In terms of having people understand that lights can be dimmed or bills paid via artificial intelligence mechanisms, it probably is easier to say, “please use our new bot or app service Terence,” rather than “please use our in-room AI portal conversation and response mechanism technology,” or whatever it might be referred as.

But I dislike the practice of giving things human names, and mostly I do not understand information technology. So Montcalm Luxury Hotels’ interactive live chat Ami; Edwardian Hotels’ “virtual host” service Edward; and Hilton’s robot Connie, named supposedly after brand founder Conrad Hilton, are all unlikely to get on my Christmas card list.

It annoys me as much as the expression “up for grabs” annoys my mother (more of her later).

These are soberly thought-up names, I admit. What else would Edwardian Hotels call it?

Alexa, Siri and Temi also have been invented as names for other technology.

Marriott International, however, has chat boxes AskAnything and AnythingElse, which seem to me to be names far more worthy of applause. Of course, if any such technology brings more differentiation to the hotel, a better guest stay and better and more streamlined operations, then go for it.

One of the very first chat box-y type of things, invented back in those almost tech-less dark days of 1994, also was given a human name, Julia, but that’s my mother’s name, so I like that one.

Dogs and gazelles
My most forceful argument—it still might be very weak—for abandoning this trend is that I want my hotel stays to be an escape from the real world. And in the real world, anthropomorphism can no longer be controlled, much in the same way cane toads and Burmese pythons are now in Florida to stay.

Marriott International’s Aloft brand has voice activism in its rooms that came out of something called Project: Jetson, which might or might not be named after the animated TV show “The Jetsons.” So I propose that, as an inside joke, all such hotel technology from now can be named only for characters from the Hanna-Barbera series.

Choices could be Astro (the dog); Rudi, technically R.U.D.I. (George Jetson’s computer and an acronym for Referential Universal Differential Indexer); and, best of all, Rosie, which actually was a robot.

Or perhaps any time anyone engages with a chat box or in-room thingamajig, terrible background music should fill the hotel room and videos should burst into life showing just-born gazelles continually falling over in gently rippling grasslands.

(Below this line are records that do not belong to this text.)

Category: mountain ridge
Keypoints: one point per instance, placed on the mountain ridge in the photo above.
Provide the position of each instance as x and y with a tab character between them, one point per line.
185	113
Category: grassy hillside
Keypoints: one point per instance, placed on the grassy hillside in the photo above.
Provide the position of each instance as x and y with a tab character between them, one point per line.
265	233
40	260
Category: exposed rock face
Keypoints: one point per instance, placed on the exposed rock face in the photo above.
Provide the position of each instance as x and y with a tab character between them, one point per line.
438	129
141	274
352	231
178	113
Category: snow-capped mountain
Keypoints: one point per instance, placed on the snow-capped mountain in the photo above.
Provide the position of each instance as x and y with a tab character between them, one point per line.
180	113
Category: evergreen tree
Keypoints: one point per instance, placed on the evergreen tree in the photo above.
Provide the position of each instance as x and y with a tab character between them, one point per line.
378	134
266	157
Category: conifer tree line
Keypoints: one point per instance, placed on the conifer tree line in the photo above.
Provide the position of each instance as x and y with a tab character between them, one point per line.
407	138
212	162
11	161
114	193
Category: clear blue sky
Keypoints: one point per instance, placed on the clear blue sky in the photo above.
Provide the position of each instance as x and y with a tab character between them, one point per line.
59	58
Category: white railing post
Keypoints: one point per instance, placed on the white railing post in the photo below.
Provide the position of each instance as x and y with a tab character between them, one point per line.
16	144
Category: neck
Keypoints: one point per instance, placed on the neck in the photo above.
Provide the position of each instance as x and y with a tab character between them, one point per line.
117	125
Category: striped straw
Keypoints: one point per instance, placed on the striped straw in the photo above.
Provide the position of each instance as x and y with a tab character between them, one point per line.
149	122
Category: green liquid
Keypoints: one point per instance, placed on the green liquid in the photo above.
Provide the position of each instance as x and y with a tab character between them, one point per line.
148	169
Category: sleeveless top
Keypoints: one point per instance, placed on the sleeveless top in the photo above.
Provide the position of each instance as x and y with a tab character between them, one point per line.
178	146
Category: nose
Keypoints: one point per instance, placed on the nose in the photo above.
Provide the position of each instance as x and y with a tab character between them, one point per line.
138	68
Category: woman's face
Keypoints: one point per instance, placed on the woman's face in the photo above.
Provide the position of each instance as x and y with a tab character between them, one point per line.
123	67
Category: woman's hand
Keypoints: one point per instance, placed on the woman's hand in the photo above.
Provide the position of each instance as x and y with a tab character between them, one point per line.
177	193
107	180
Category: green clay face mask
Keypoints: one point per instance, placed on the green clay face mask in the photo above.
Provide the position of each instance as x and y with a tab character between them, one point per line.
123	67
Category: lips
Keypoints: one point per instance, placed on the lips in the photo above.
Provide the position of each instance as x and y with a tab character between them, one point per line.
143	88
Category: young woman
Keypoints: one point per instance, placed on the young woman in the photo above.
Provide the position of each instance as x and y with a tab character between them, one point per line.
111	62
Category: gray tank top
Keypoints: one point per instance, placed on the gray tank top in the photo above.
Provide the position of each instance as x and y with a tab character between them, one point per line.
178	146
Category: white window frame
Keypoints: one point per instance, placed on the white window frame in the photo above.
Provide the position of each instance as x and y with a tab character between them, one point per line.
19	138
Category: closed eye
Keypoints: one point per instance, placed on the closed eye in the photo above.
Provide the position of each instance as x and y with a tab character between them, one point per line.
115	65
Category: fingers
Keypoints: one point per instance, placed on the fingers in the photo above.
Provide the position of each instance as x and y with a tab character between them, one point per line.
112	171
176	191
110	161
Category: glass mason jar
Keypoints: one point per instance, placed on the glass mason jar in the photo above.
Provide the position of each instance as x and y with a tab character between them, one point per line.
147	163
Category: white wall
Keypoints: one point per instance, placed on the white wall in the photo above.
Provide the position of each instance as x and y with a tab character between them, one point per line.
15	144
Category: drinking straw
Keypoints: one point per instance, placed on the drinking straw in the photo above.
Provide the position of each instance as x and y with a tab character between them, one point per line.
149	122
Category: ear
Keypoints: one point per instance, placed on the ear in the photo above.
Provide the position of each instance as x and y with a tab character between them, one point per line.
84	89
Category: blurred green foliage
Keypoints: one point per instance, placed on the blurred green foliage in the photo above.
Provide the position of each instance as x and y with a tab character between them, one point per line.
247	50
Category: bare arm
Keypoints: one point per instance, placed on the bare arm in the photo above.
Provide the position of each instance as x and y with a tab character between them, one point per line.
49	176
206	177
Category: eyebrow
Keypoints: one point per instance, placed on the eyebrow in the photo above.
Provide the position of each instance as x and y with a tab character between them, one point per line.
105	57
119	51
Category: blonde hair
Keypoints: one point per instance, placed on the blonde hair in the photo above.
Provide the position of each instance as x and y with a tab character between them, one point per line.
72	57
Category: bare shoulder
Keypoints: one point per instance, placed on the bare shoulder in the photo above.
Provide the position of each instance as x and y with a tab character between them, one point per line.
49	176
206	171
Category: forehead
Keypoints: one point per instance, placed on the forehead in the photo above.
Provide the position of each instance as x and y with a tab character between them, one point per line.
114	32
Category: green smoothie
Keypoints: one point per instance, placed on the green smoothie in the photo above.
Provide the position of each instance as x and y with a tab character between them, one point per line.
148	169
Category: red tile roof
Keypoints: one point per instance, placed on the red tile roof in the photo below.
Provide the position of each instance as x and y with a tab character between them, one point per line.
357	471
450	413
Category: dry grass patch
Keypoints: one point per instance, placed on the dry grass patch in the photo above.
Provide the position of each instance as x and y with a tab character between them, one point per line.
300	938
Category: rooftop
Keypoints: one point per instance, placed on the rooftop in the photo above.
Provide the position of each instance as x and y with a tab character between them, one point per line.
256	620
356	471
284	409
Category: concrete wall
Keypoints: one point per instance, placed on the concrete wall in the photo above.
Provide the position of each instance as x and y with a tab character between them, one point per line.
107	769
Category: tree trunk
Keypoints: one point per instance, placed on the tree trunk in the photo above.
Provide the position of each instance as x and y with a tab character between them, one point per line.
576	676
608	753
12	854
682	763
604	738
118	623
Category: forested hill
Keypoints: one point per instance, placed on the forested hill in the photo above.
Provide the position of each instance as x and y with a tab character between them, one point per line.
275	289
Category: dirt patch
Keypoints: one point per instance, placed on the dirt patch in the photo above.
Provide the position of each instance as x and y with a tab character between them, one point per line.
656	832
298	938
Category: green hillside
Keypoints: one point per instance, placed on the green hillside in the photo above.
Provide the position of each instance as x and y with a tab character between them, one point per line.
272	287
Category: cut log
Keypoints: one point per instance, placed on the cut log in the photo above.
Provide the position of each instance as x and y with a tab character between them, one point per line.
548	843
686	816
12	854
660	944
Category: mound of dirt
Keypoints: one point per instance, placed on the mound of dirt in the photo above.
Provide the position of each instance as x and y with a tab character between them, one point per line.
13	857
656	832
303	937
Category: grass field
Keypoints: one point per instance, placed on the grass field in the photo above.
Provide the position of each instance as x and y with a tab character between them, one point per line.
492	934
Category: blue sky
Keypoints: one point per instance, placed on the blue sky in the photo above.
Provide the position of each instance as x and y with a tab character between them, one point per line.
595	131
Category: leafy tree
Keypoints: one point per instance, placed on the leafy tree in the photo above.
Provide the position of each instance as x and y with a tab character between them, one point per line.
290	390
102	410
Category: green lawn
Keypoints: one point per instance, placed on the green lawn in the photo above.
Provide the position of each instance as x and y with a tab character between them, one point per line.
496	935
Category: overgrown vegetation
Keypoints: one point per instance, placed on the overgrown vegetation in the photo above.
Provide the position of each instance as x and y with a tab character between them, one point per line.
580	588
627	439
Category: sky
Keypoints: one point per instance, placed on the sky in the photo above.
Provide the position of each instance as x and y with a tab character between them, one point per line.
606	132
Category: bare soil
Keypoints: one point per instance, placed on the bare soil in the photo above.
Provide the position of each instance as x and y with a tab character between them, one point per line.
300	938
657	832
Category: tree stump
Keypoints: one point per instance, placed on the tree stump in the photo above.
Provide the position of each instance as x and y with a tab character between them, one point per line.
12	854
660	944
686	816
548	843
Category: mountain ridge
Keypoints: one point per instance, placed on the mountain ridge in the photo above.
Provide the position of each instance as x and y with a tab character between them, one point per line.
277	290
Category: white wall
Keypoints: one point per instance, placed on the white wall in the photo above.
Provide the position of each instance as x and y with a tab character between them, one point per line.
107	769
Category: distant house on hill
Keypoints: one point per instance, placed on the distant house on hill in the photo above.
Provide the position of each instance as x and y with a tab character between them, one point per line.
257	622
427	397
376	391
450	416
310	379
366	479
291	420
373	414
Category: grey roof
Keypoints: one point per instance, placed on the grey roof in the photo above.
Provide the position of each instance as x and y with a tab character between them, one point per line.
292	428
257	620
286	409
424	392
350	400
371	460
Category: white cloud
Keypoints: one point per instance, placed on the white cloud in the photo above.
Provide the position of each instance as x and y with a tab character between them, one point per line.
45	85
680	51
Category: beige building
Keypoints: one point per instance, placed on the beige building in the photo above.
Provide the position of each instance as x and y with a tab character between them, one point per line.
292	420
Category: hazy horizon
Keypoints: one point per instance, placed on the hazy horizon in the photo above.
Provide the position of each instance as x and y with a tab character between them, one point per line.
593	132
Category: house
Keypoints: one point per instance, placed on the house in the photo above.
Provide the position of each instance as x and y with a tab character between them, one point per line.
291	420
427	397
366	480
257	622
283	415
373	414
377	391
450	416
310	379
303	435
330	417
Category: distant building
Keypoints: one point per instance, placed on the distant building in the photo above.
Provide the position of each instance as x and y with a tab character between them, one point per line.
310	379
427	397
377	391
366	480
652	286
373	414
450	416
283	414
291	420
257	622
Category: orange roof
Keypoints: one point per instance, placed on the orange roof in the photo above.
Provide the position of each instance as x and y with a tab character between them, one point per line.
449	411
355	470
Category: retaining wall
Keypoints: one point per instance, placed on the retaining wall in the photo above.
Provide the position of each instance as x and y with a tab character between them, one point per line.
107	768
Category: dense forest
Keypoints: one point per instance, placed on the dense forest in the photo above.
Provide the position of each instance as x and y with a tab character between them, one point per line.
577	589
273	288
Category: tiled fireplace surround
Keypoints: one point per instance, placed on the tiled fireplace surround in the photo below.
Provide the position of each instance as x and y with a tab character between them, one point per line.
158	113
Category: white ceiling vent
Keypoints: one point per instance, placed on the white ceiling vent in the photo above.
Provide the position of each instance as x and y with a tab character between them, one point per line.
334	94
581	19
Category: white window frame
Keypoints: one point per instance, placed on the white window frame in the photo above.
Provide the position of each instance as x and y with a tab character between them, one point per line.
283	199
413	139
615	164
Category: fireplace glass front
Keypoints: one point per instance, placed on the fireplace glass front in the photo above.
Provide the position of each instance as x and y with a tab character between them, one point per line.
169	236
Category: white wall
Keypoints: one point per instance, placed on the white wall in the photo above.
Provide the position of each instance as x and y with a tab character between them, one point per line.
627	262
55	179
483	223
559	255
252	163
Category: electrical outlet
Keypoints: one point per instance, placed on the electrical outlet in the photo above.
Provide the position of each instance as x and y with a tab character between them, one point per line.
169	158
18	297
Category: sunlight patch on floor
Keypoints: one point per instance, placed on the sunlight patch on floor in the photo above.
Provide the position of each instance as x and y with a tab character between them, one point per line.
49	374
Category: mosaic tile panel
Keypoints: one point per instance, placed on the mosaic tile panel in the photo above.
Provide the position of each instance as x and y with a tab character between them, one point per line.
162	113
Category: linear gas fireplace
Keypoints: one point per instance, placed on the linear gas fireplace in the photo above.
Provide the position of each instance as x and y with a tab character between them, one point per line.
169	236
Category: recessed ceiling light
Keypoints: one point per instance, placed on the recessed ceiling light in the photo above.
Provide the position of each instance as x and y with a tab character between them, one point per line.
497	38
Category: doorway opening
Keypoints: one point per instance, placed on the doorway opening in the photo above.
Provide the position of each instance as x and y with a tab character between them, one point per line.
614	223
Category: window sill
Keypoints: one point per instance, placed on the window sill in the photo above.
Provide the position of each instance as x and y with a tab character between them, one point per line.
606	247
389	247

Then again, I read constantly that George Jetson’s best friend supposedly was his computer R.U.D.I., so maybe yet again, hotel companies are on to a winner while I miserably miss the point.

Perhaps I need to book a long hotel stay in Orbit City?

Or perhaps hotels need to up the ante on anthropomorphism to the nth degree? Give absolutely everything a cute name, from the coffee-serving area to the meeting rooms, from the guest drop-off to the ice machines.